Mari kita dengarkan ia menceritakan perjalanannya yang penuh berkah kepada Rasulullah dari Mekkah ke Madinah, guna mengambil tempatnya kelak dalam kafilah kaum muslimin, "Aku menginginkan seseorang yang akan menjadi teman seperjalanan, dan aku menjumpai Utsman bin Thalhah. Aku menceritakan kepadanya apa maksudku, dan ia pun segera menyetujuinya. Kami berangkat bersama-sama ketika hari sudah hampir siang. Ketika kami sampai di suatu dataran tinggi, tiba-tiba kami bertemu dengan Amr bin Al-Ash (mantan utusan Quraisy yang ditugaskan ke Habasyah untuk melobi raja Najasyi, -peny. ). Ia mengucapkan salam dan kami membalasnya. Kemudian ia bertanya, ‘Ke manakah kalian hendak pergi?" Kami pun menceritakan tujuan kami kepadanya dan ia juga mengutarakan maksudnya untuk menjumpai Nabi, hendak masuk Islam.

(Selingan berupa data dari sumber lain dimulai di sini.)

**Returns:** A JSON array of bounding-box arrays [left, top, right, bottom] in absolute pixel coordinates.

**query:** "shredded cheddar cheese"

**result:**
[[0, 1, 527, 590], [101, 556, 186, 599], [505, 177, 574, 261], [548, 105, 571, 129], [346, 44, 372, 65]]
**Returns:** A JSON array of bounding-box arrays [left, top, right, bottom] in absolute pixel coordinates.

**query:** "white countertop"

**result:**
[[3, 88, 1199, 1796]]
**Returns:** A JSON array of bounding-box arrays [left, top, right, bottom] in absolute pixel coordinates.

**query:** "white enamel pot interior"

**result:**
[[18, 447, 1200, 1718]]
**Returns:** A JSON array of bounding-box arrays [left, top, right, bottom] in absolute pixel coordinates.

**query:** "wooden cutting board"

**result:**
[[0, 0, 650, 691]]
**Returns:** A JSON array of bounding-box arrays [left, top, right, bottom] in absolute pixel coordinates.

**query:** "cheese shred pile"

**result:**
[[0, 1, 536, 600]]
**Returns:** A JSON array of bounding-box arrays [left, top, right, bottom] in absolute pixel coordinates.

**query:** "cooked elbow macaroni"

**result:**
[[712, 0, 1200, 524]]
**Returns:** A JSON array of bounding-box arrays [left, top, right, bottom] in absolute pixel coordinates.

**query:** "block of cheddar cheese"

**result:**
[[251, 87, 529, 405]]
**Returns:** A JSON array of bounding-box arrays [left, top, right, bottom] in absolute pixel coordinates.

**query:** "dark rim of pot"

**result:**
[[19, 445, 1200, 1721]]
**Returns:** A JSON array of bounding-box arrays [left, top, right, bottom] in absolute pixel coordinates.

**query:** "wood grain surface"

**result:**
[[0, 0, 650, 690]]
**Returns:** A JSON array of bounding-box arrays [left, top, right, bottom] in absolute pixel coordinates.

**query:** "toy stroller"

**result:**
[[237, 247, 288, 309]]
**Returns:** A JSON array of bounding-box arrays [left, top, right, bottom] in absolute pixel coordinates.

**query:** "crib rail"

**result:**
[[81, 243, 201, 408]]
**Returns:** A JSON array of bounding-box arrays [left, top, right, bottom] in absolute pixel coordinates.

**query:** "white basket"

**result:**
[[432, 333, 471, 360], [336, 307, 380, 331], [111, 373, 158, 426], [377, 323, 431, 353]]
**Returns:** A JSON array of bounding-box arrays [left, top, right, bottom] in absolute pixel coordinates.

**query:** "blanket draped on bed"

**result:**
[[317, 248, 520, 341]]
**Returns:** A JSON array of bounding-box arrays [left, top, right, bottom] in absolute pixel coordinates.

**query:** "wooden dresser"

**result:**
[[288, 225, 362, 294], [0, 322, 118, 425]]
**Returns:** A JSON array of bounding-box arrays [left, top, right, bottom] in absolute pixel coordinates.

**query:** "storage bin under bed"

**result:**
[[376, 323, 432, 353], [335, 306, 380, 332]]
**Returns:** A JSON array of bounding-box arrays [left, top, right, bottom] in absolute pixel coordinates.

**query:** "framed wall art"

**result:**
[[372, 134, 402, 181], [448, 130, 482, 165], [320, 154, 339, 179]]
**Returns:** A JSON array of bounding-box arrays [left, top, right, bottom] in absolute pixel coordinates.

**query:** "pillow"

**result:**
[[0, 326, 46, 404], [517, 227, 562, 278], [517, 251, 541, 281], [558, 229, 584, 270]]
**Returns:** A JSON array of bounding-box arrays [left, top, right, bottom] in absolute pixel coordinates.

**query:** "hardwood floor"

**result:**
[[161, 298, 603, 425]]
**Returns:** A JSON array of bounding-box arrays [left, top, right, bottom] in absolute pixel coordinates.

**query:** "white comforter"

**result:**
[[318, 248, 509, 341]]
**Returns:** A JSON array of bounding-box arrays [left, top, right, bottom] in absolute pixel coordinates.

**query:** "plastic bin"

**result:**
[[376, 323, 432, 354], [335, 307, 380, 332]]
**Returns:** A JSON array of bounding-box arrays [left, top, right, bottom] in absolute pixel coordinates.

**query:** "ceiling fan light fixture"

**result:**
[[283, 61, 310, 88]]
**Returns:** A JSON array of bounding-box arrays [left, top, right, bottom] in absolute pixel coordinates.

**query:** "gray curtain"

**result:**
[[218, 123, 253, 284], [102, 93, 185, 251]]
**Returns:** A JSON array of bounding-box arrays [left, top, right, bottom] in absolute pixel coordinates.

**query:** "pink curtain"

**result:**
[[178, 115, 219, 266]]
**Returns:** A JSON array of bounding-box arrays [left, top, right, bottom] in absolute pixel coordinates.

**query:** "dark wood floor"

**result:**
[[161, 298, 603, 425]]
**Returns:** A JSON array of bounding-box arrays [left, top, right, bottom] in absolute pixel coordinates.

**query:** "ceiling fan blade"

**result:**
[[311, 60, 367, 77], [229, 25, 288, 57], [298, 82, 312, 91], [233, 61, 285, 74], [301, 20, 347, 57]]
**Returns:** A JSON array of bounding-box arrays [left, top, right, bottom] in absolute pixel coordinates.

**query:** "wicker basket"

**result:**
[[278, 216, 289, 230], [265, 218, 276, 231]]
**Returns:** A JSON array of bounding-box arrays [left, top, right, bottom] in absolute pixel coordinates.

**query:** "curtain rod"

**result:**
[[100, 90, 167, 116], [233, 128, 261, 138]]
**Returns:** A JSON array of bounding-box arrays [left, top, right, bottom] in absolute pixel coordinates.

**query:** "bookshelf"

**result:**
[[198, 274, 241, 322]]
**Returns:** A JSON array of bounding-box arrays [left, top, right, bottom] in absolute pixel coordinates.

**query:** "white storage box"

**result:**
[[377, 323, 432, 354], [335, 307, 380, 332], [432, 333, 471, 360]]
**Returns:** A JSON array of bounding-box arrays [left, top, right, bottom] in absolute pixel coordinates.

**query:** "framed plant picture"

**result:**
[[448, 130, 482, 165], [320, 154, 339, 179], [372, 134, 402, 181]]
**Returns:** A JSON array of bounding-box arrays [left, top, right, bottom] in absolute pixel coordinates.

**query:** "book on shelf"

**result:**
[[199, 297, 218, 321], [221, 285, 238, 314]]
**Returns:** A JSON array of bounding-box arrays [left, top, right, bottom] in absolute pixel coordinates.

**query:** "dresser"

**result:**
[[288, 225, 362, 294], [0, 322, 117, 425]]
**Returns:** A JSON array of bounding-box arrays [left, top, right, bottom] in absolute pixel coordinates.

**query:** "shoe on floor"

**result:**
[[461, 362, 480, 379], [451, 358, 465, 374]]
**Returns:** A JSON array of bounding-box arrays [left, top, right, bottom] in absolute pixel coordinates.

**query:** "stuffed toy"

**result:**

Kami pun berangkat bersama-sama dan sampai di kota Madinah pada awal hari bulan Safar 8 H. Ketika aku telah dekat dengan Rasulullah, aku segera memberi salam kepada beliau. Nabi pun membalas salamku dengan muka yang cerah. Aku pun masuk Islam dan mengucapkan syahadat yang benar.
Rasulullah bersabda, 'Sungguh, aku telah mengetahui bahwa engkau mempunyai akal sehat, dan aku mengharap, akal sehat itu hanya akan menuntunmu ke jalan yang baik.'
Aku berbaiat kepada Rasulullah dan berkata kepada beliau, 'Mintakanlah ampunan untuk saya atas semua tindakan masa laluku yang menghalangi jalan Allah.'
Beliau menjawab, 'Sesungguhnya keislaman itu telah menghapuskan segala perbuatan yang lampau.'
Aku berkata, ‘Meski begitu, (mintakanlah ampunan untuk saya) wahai Rasulullah.' Beliau pun mengucapkan doa, ' Ya AIlah, aku memohon agar Engkau mengampuni Khalid bin Al Walid atas tindakannya menghalangi jalan-Mu pada masa lalu.’
Setelah itu, Amr bin Al Ash dan Utsman bin Thalhah bersama sama memeluk Islam dan berjanji setia kepada Rasulullah.”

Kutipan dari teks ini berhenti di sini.